Azure / azure-service-bus-dotnet

☁️ .NET Standard client library for Azure Service Bus
https://azure.microsoft.com/services/service-bus
Other
235 stars 120 forks source link

ScheduleMessageAsync when used with duplicate detection enabled #630

Closed stevehurcombe closed 5 years ago

stevehurcombe commented 5 years ago

Background

I'm trying to use a queue to schedule the sending of a notification email to a user at some point in the future. The messages get picked up by an Azure Function and processed using SendGrid.

The user may wish to cancel and reschedule the message (hence the SequenceNumber is important) and I don't want them to receive duplicate messages. Duplicated messages should be rare scenarios but something I want to handle as they could become an issue at scale.

The messages are scheduled using a mobile device via an Azure Function hence the concern about connectivity.

The queues ability to deduplicate messages is important as it solves issues with distributed locking.

Actual Behavior

Given a queue with duplicate detection enabled, in this case the time window is set at 20 seconds, I received two sequence numbers. The second message is ignored, the first message survives.

I used a simple [Test] to verify this.

IQueueClient queueClient = new QueueClient(serviceBusConnectionString, "testqueue");

var message = new Message(Encoding.UTF8.GetBytes(JsonConvert.SerializeObject(sendEmailRequest)));
message.MessageId = "1"; // Prevent duplicate messages

// Return the sequence number for later cancellation if required
long SequenceNumber1 = await queueClient.ScheduleMessageAsync(message, sendEmailRequest.sendon);
// Thread.Sleep(25000); // Wait till we add the next one
long SequenceNumber2 = await queueClient.ScheduleMessageAsync(message, sendEmailRequest.sendon);

The Thread.Sleep() line is used when I do want to test queueing two messages for the same time slot in the future.

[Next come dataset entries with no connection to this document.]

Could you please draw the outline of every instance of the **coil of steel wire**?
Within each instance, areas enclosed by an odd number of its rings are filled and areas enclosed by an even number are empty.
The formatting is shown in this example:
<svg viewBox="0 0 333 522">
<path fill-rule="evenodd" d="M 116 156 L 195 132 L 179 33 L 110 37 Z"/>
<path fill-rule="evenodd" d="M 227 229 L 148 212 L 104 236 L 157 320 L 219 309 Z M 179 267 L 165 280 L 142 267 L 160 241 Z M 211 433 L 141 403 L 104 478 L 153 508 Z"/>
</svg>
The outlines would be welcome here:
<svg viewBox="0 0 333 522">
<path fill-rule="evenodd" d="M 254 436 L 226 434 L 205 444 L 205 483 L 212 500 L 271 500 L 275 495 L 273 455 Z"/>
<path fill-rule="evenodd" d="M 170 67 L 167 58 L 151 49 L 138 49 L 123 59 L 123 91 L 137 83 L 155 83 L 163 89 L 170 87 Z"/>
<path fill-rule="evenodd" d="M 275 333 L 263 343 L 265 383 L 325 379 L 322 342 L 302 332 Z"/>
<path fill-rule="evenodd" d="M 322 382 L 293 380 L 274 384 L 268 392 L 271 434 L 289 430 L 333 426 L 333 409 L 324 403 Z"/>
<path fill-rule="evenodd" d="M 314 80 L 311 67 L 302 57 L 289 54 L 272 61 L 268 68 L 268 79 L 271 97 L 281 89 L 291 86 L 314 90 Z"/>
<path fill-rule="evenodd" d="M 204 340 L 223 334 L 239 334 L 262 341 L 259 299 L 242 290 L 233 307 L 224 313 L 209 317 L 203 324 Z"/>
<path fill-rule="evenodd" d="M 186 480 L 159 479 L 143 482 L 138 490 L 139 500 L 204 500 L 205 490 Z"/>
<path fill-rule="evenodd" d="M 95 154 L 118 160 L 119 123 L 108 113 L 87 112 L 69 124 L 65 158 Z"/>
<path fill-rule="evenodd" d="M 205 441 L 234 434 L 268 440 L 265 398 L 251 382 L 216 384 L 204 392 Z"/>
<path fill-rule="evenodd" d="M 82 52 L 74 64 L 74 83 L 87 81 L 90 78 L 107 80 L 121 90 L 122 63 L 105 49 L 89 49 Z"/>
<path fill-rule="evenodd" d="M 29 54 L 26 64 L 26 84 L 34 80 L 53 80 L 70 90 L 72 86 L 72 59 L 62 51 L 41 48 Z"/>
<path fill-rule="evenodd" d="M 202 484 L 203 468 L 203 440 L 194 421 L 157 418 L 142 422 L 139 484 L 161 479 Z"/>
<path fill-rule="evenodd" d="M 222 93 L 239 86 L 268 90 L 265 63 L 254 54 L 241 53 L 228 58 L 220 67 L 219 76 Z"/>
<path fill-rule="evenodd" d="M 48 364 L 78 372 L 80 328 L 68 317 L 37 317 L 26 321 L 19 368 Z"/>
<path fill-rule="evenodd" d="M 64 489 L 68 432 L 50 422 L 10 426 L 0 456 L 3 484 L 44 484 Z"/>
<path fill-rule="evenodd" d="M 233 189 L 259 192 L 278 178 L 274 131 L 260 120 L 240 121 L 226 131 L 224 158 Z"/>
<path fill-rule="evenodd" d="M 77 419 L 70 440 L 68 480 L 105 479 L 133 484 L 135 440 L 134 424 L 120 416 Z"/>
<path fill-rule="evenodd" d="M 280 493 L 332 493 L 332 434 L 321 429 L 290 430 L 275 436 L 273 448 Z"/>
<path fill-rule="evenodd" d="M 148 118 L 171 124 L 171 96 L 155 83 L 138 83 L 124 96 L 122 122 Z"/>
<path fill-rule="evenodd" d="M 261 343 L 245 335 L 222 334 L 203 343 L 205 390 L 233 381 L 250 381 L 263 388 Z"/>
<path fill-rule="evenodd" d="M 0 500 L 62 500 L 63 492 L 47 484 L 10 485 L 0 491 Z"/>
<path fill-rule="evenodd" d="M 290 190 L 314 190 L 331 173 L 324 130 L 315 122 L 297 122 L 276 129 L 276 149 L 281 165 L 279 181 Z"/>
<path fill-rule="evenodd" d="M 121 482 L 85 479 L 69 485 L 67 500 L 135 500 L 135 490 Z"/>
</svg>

I need the SequenceNumber in order to be able to cancel the message later on. However the sequence number that I receive is actually the one that failed (since the first response may get lost in transit for example) I will not be able to cancel that message.

Expected Behavior

I would like the SequenceNumber of the surviving message to be returned, regardless of how many times I attempt to add a message (while within the de-duplication window).

OR

A way of knowing that the second attempt failed and that I therefore need to peek into the queue.

Actual Behavior

When a scheduled message reaches its delivery date a new message is created. In this scenario both scheduled messages have identical sendon dates and so their new messages will hit the queue at the same time. These new messages are not deduplicated and two remain in the queue for processing.

The first one has the state active and the second has the state scheduled.

This seems odd in any case, I would have expected two active messages (if deduplication wasn't happening) or a single one if it was.

Expected Behavior

I would have expected the dedeuplication process to have deduplicated the second messages as well.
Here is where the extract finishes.